Cevap:
bir yerden alınmıştır!!
Açıklama:
Bireyin davranışlarının bireyin genetik yapısı, geçmişi ve çevre
koşulları tarafından belirlendiğini iddia eden aşırı belirlenimciliğin en
önemli kusurlarından birisi ahlaki sorumluluğu imkansız kılmasıdır. Eğer
bir bireyin davranışları bireyin genetik yapısı, geçmişi ve çevre koşulları
tarafından belirleniyorsa, birey ahlaki olmayan davranışlarından sorumlu
tutulamaz. İnsan iradesinin ve davranışlarının yukarda sözü edilen unsurlar
tarafından belirlendiği iddiasının aksine, özgürlükçüler bireyin eylemlerinin
nasıl gerçekleşeceğinin belirsiz ve tesadüfe bağlı olduğunu söylemektedirler.

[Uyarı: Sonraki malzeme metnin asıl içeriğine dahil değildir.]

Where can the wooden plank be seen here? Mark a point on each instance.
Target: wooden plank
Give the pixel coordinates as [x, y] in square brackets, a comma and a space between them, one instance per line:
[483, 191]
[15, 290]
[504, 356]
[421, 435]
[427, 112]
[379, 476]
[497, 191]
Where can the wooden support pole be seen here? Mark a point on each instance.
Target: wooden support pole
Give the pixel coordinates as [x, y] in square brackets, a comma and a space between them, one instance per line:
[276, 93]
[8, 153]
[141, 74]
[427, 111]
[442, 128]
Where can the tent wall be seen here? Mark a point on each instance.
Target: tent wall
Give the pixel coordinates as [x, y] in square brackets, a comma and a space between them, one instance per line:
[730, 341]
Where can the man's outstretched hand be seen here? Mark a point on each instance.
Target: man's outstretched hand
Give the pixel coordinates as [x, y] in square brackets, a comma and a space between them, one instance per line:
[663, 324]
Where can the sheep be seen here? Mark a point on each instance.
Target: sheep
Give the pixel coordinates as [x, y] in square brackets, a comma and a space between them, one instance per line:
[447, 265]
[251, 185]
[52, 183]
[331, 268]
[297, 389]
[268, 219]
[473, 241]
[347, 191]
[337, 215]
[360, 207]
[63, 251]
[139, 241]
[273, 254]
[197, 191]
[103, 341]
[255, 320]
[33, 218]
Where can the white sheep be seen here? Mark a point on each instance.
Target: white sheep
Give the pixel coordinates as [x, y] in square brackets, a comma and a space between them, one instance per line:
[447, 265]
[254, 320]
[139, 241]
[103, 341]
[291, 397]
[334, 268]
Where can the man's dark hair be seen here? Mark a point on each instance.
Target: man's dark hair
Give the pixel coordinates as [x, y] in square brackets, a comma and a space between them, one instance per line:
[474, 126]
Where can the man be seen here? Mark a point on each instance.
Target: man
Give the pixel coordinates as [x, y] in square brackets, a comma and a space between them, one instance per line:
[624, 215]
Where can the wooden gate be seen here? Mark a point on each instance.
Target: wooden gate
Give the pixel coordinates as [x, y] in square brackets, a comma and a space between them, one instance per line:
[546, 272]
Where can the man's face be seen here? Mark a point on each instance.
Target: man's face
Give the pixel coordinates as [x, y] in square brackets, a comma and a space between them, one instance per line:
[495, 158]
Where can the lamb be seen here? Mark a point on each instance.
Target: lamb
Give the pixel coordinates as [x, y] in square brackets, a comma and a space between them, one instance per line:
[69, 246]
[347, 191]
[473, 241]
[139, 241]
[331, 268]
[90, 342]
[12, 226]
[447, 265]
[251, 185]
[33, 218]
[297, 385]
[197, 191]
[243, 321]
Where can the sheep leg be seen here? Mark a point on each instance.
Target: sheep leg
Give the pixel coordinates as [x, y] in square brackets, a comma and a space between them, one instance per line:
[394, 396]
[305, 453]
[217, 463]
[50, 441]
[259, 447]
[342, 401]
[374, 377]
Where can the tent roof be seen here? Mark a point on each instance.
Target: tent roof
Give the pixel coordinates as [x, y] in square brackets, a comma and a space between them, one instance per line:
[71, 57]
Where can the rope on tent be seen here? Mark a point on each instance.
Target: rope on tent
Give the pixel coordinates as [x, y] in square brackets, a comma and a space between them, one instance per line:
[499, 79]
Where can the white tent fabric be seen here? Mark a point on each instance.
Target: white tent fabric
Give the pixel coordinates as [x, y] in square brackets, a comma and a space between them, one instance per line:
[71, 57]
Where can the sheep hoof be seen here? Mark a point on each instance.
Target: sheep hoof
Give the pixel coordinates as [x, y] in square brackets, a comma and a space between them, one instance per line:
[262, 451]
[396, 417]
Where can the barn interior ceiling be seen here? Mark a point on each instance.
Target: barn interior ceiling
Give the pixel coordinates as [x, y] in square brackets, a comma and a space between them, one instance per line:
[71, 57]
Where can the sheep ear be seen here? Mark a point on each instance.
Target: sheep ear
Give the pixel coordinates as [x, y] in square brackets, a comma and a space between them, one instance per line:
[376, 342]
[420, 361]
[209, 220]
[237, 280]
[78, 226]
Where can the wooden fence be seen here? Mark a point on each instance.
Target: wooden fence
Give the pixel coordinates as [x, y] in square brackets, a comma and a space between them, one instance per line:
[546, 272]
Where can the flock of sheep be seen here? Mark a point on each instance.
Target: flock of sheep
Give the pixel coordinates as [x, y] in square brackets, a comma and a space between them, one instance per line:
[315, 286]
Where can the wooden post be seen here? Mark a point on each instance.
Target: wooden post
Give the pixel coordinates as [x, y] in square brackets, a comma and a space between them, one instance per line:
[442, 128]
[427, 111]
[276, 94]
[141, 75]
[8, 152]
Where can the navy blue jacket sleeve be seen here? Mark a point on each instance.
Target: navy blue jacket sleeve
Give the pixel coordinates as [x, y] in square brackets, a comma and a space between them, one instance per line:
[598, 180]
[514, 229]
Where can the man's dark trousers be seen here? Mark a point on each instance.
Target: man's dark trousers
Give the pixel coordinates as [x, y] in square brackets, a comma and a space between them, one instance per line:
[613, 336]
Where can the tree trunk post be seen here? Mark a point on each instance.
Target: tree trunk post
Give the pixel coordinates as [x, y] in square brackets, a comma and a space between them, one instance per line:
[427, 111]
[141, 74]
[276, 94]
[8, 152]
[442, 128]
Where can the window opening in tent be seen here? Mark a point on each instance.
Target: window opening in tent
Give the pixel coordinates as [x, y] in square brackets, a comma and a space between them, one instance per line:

Ancak, bir eylem gerçekleşene kadar gerçekleşip gerçekleşmeyeceğinin
belirsiz olduğunu söylemek, özgür irade ve ahlaki sorumluluğu aşırı belirlenimcilik kadar açıklanamaz bir hale sokar. İnsan eylemi planlamayı,
dikkatle düşünülerek alınan kararlar doğrultusunda hareket etmeyi gerektirir; önceden varolan niyetler eylemi belirler. Tüm bu zorlukların arasında,
insan eylemini ve ahlaki sorumluluğu açıklamak için en olası görünen
seçenek bağdaşırcılıktır. Bağdaşırcı görüşe göre, bir birey, arzu ve istekleri
geçmişindeki olaylar ve doğa yasaları tarafından belirlenmiş olsa bile,
isteseydi gerçeklikte davrandığından başka türlü davranabilirdi. Bağdaşırcılık, insan eyleminin özgür iradeyi gerektiren yönüyle, biyolojik ve toplumsal etkiler tarafından belirlenen yönünü birleştirerek, ahlaki sorumluluğu
tutarlı bir biçimde açıklayabilmektedir.